E, per giunta, ha promesso di aumentare la produzione di elettricità da carbone. Per questo siamo sulle sue tracce.

I cambiamenti climatici toccano direttamente il nostro Paese. Le temperature medie dell’Italia si stanno alzando rapidamente. I 10 anni più caldi dal 1800 a oggi sono successivi al 1990; di questi, 6 su 10 sono successivi al 2000.
Le prove che abbiamo raccolto rivelano che gli eventi metereologici estremi si vanno intensificando sempre più. All’aumento medio delle temperature si associano ondate di calore (triplicate negli ultimi 50 anni) e di gelo, con un forte aumento delle giornate di precipitazioni molto intense associate a una generale diminuzione delle precipitazioni nell’arco dell’anno. Stime autorevoli dicono che i cambiamenti climatici, nel 2050, potrebbero costare all’Italia una riduzione del reddito nazionale pari a 20/30.000 milioni di euro.

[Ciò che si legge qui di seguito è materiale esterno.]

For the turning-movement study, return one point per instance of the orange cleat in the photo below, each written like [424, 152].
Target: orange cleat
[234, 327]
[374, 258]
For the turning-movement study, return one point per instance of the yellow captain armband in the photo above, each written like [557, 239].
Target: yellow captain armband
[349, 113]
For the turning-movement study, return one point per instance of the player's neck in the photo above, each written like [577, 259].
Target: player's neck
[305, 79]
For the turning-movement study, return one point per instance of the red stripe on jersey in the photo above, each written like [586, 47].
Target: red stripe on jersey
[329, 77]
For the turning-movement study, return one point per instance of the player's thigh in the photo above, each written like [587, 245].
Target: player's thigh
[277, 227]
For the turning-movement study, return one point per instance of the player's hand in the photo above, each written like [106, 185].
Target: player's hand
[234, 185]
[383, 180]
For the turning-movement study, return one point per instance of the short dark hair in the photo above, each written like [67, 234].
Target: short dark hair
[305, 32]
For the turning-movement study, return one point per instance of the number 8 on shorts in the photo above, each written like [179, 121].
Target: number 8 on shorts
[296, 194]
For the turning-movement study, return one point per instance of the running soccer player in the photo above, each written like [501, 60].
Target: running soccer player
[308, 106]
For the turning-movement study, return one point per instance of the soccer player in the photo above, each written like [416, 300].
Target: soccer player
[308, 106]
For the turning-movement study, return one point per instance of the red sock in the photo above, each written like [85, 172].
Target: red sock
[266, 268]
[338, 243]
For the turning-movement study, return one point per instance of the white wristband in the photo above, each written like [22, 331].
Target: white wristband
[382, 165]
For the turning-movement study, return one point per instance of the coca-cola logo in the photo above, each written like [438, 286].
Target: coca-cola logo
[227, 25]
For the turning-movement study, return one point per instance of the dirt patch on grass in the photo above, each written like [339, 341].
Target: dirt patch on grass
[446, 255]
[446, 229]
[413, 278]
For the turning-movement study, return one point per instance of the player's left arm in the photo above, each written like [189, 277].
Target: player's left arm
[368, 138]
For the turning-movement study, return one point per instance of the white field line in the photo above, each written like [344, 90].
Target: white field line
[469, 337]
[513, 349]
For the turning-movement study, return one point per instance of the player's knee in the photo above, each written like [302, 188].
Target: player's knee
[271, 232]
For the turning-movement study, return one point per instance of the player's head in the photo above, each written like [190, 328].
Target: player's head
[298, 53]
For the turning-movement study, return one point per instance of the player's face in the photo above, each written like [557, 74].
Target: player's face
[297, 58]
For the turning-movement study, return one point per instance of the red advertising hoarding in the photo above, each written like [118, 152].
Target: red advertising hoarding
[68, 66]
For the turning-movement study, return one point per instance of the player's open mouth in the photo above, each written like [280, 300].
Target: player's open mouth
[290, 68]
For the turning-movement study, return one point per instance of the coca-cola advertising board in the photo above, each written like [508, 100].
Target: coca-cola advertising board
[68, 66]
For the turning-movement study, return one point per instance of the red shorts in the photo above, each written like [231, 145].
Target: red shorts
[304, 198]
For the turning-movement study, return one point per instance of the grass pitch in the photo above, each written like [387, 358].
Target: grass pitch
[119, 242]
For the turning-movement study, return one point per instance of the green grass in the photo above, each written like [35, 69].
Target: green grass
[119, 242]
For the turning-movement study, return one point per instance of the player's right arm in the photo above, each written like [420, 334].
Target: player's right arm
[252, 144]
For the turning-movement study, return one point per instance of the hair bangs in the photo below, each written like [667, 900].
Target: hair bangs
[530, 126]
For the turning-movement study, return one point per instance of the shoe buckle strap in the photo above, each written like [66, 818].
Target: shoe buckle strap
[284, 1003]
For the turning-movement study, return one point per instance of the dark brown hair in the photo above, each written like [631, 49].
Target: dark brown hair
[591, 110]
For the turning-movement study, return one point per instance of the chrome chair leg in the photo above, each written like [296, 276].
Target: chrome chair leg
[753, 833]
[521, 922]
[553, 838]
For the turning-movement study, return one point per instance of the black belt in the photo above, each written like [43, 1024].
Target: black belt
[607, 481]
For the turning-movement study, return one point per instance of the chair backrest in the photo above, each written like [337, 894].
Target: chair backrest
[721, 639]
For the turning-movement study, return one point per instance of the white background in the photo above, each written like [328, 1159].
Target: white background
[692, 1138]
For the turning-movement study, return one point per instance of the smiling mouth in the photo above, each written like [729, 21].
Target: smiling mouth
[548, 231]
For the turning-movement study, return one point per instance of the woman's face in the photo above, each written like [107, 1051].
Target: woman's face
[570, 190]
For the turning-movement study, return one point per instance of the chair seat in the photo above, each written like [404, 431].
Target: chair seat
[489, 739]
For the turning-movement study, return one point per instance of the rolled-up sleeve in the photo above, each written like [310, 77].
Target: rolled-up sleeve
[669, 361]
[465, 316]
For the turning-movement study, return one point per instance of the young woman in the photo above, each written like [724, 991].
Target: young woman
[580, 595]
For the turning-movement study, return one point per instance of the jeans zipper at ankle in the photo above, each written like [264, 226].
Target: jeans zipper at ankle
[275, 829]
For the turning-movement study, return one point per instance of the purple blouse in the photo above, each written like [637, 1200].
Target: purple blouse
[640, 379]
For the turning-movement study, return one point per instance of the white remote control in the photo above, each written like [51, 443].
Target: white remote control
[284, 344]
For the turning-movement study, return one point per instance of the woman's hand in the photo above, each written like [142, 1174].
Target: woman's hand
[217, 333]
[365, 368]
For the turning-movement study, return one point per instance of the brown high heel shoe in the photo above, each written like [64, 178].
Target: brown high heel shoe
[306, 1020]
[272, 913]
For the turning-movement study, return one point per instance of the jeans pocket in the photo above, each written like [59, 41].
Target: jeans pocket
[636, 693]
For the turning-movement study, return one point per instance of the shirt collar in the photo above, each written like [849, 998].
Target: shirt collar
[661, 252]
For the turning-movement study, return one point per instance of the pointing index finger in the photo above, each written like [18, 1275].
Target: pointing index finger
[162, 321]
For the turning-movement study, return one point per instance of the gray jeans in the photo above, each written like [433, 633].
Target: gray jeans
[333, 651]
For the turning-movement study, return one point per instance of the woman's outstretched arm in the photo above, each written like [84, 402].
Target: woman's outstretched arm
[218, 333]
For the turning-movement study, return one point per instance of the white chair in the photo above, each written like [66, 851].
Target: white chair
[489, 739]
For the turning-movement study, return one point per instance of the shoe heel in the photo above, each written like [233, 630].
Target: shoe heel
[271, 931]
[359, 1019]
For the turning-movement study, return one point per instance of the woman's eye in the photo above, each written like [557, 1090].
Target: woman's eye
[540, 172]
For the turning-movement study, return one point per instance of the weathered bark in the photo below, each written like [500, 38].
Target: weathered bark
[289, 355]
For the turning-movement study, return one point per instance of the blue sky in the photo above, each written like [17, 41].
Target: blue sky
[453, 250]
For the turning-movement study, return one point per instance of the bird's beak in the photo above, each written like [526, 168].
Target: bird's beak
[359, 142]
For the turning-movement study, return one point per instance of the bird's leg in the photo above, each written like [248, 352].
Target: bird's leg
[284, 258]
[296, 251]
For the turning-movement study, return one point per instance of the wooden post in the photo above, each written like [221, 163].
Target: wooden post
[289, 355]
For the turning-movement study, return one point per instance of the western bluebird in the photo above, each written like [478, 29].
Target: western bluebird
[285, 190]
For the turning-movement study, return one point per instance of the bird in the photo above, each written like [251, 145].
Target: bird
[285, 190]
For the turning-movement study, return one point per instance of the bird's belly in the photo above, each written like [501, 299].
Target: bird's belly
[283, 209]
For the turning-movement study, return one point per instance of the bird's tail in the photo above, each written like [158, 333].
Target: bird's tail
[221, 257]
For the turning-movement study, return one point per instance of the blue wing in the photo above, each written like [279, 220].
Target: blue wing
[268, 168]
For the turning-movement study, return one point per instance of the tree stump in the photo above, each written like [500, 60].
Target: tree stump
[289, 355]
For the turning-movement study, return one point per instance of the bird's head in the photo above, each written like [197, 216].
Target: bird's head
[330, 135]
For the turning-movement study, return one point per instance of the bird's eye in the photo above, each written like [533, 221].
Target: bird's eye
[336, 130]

È in questo scenario, fatto di desertificazioni, alluvioni, freddi eccezionali come quelli dello scorso febbraio, che s’inseriscono molte delle tragedie cui abbiamo assistito inermi negli ultimi mesi.

Sono i disastri che anche il Presidente Giorgio Napolitano ha definito “tributi molto dolorosi che paghiamo ai cambiamenti climatici”: le alluvioni delle Cinque Terre (25 ottobre 2011, 12 morti), di Genova (4 novembre 2011, 6 morti), di Messina (22 novembre 2011, 3 morti). E sono solo alcune delle molte calamità di cui siamo tutti testimoni. Una lunga scia di evidenze di un piano criminale contro il clima che sembra non volersi arrestare.
Per questo motivo dobbiamo agire ora e fermare ciò che può essere fermato: l’utilizzo di carbone per la produzione di energia elettrica nelle centrali Enel.
Unisciti anche tu all’indagine del R.I.C., il Reparto Investigazioni Climatiche di Greenpeace.
Rivelando a tutti la sporca verità, ci aiuterai a portare Enel al tavolo delle trattative per costringerla a cambiare i suoi piani industriali a favore di fonti di energia rinnovabile e pulita. Salviamo il clima.
Fermiamo Enel.”

ToxNetLab’s Blog riporta questa iniziativa a titolo informativo , il lettore deciderà se questa causa è giusta o no, comunque vale la pena fare un giro sul sito per farsi una idea.